HRESULT CSampleProvider::UpdateRemoteCredential(const CREDENTIAL_PROVIDER_CREDENTIAL_SERIALIZATION* pcpcsIn, CREDENTIAL_PROVIDER_CREDENTIAL_SERIALIZATION* pcpcsOut)
{
    UNREFERENCED_PARAMETER(pcpcsOut);
    UNREFERENCED_PARAMETER(pcpcsIn);
    return E_NOTIMPL;
}

Finally, I run this .reg file containing:

Windows Registry Editor Version 5.00

[HKEY_LOCAL_MACHINE\SOFTWARE\Microsoft\Windows\CurrentVersion\Authentication\Credential Providers\{F2ADF4EC-5DAA-407e-9776-10B25A64A435}]
@="SampleAllControlsCredentialProvider"

[HKEY_LOCAL_MACHINE\SOFTWARE\Microsoft\Windows\CurrentVersion\Authentication\Credential Provider Filters\{F2ADF4EC-5DAA-407e-9776-10B25A64A435}]
@="SampleAllControlsCredentialProvider"

[HKEY_CLASSES_ROOT\CLSID\{F2ADF4EC-5DAA-407e-9776-10B25A64A435}]
@="SampleAllControlsCredentialProvider"

[HKEY_CLASSES_ROOT\CLSID\{F2ADF4EC-5DAA-407e-9776-10B25A64A435}\InprocServer32]
@="SampleAllControlsCredentialProvider.dll"
"ThreadingModel"="Apartment"

Actually, everything works well except just for the lock scenario. So, after I successfully logon, I click lock. Usually, if I switch user or log off, my credentials should appear there on the logon screen. But now, after only implementing the filter, There appears nothing, only the blue logon screen without any credential.

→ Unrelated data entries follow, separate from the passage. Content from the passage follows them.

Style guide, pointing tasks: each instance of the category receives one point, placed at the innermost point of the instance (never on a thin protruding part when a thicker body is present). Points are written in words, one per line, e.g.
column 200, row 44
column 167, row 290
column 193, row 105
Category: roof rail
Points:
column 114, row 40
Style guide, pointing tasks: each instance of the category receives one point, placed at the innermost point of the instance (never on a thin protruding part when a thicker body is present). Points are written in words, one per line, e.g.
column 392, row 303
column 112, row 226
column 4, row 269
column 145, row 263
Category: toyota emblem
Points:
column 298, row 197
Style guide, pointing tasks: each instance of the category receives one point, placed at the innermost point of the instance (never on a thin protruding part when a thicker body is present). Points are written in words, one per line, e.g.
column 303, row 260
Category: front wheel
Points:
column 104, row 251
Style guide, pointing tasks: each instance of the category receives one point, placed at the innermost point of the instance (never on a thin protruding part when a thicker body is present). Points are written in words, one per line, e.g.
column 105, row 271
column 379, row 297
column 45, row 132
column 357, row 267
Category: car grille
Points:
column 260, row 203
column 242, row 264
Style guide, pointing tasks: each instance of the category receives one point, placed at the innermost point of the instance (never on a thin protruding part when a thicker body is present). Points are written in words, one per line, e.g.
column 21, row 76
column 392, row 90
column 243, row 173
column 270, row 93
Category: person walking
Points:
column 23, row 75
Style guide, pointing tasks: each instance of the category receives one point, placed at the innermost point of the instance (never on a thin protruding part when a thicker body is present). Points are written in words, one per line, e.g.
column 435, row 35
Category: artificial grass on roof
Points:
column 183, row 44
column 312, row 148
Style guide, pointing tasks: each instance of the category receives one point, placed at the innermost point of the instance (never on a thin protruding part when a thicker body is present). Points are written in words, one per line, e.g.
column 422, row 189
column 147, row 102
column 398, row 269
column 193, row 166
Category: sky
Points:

Does anyone know what happens and what to do?

Answer 1

I know this question is old, but as it was edited only a couple of months ago it might still be relevant.

I believe under your unlock scenario, you are excluding your own credential provider from running; try changing: 'CLSID_CSampleProvider' to 'CLSID_PasswordCredentialProvider' and see what effect thats has. I have a Wrap Credential Provider running and I am using the filter with this ID and its working perfectly. My credentials appear under the logon and unlock scenarios.